Falling oil prices have created massive headaches for some of the world's largest energy producers, but they're a big boon for American consumers. While U.S. drivers saved about $14 billion on gasoline in 2014, the savings in 2015 will likely be even more substantial, as the American Automobile Association (AAA) predicted in a Wednesday report that Americans could save as much as $75 billion on gas this year.

“Next year promises to provide much bigger savings to consumers as long as crude oil remains relatively cheap,” Avery Ash, an AAA spokesman, said in the report. “It would not be surprising for U.S. consumers to save $50 billion to $75 billion on gasoline in 2015 if prices remain low.”

Last year saw some of the lowest gas and oil prices in years. Oil prices fell to the lowest level in over five years earlier this week, and gasoline is less expensive in the U.S. now than at any point since 2010. A number of areas of the country are selling gas to drivers for less than $2 a gallon for the first time in recent memory as the U.S. shale boom and OPEC’s refusal to slash production to balance out the market have created an environment of plummeting gas prices.

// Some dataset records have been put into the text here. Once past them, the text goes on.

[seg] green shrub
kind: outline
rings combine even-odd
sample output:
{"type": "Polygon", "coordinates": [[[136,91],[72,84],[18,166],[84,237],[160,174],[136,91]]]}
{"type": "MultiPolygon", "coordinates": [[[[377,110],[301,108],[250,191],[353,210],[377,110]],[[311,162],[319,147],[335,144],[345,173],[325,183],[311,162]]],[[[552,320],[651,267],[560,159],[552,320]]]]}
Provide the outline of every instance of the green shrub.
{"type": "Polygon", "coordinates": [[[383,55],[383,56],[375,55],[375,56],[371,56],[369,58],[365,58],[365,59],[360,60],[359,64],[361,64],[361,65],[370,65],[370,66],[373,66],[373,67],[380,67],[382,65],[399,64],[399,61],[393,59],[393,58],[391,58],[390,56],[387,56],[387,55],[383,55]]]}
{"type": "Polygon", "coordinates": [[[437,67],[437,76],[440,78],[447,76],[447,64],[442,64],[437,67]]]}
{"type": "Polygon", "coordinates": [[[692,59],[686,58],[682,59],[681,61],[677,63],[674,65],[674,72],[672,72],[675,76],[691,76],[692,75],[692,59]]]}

Energy experts predict that the cost of gas will remain low for at least the first two quarters of 2015, and that they will only slowly rebound once they do start to come back up in response to lower levels of production and high demand. AAA said prices may fall another 10 cents per gallon over the next two weeks alone.

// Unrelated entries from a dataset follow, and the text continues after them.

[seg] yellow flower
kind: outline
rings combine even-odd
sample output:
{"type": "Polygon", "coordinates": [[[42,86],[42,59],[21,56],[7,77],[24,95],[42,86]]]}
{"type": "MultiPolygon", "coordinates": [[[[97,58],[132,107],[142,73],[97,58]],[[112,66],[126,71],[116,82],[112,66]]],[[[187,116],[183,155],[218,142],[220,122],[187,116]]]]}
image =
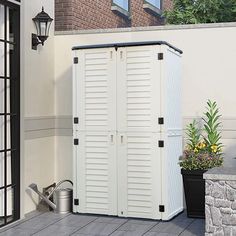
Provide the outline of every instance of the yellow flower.
{"type": "Polygon", "coordinates": [[[211,145],[211,151],[216,153],[218,151],[218,146],[217,145],[211,145]]]}

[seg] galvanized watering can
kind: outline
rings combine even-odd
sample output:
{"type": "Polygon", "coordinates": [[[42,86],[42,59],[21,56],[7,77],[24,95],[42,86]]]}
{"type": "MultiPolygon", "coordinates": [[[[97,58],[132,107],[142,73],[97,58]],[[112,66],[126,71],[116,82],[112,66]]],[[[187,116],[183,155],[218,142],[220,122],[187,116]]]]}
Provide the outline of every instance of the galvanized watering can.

“As far as what that means for the consumer and for gas prices, I think we’ll be in these more depressed prices for at least the next two quarters, but I think we have to drift back higher over time,” Chad Mabry, an analyst in the energy and natural resources research department at the New York investment bank MLV and Co., told IBTimes Monday.

West Texas Intermediate crude was trading at $53.27 per barrel Thursday, the lowest level since May 1, 2009. The low price of oil has translated to super-low gas prices at the pump, averaging $2.26 per gallon as of Wednesday, the lowest level of 2014, which saw 97 days in a row of falling gas prices through the end of the year, according to AAA. The national average gas price Wednesday was $1.06 less per gallon less than it was a year earlier.